Browse through online clothing forums today, where tailored clothing enthusiasts congregate, and you’ll find dozens of threads where people argue over which makers produce the best suits. In fact, in one StyleForum thread, there’s a working hierarchical list that aims to organize producers according to tiers. One user suggests that Kiton be placed under the “Excellent” category, while Canali is just “Good” and Brooks Brothers is simply “Satisfactory.” A couple of posts later, one happy Canali customer bravely bumps up the Canali ranking to “Very Good,” and no one seems to object.
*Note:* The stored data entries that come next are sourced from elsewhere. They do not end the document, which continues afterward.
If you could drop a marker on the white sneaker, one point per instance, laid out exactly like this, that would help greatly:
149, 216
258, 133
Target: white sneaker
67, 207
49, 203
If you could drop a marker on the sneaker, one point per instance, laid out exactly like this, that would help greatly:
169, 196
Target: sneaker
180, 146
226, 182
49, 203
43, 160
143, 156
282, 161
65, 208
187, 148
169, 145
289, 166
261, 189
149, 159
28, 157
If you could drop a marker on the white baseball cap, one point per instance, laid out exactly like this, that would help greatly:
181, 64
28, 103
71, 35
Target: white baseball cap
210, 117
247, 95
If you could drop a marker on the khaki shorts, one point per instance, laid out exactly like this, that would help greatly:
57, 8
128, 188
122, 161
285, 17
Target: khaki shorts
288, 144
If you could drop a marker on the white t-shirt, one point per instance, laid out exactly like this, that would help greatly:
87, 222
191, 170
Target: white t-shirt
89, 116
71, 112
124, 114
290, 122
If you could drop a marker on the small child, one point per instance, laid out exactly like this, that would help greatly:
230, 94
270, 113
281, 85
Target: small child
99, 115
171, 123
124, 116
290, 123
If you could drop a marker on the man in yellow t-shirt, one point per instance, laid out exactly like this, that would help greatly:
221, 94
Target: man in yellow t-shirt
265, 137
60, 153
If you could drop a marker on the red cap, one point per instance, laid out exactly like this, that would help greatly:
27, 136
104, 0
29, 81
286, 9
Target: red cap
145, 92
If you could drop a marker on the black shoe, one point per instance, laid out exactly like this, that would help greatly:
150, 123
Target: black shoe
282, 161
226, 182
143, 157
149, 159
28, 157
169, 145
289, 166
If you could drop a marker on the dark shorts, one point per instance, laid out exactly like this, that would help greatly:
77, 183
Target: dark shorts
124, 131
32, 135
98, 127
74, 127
The problem with these rankings is that they mostly rely on untrained judgments. It’s not that consumers can’t judge the quality of suits; it’s that it can be difficult, if not impossible, to make these assessments without some education and background. Harder still when people are not able to cut open a garment and examine its “guts.” With what technique was the stitching done? What kind of material was the padding composed of? What grade was the canvassing? Without this kind of information, many of these lists come off as little more than price rankings. A $5,000 suit is assumed to be better than one that costs $3,000, which in turn is said to be better than a suit that costs $2,000.

There are some rankings, however, that are considerably more reliable. An old one traces back to the late-1890s, when the United Garment Workers sought to create an industry-wide compensation system that benchmarked pay scales to a garment worker’s knowledge, talent, and skill level. That way, each worker would be fairly paid for the value he or she brought to the production process.

This system created six “grades” – one being the lowest and six being the highest – which distinguished makers by the type of skill they employed. A Grade 3 brand, for example, was one with the highest employee-percentage of Grade 3 employees. This system became so widely accepted by the 1930s that it created a sort of industry pecking order – one where companies would use their ranking as a way of distinguishing their products from others. “Grade 6 brands,” for example, often advertised themselves as such in order to show that they occupied the highest echelon of clothing quality.

Unfortunately, by the 1940s, this system lost relevancy. The “grade six” mark – which once distinguished a company as being at the top of its class – became too conspicuous under wartime production efforts. And, after the war, the garment industry was so transformed by automation and computerization that it became difficult to judge garments by the type of labor that went into them. What was once produced through traditional techniques is now made within a matter of minutes by robots.

Grade 6 makers still exist, but where there used to be hundreds of them in the United States, there are now only two – Adrian Jules and Oxxford. These are the last ones where the term “handmade” is not a marketing buzzword, but rather an actual, meaningful description of how garments are produced. However, you wouldn’t know that unless you were an industry insider – privy to what’s now become a very obscure ranking system – or able to rip open a suit and be able to judge its contents and how things have been put together.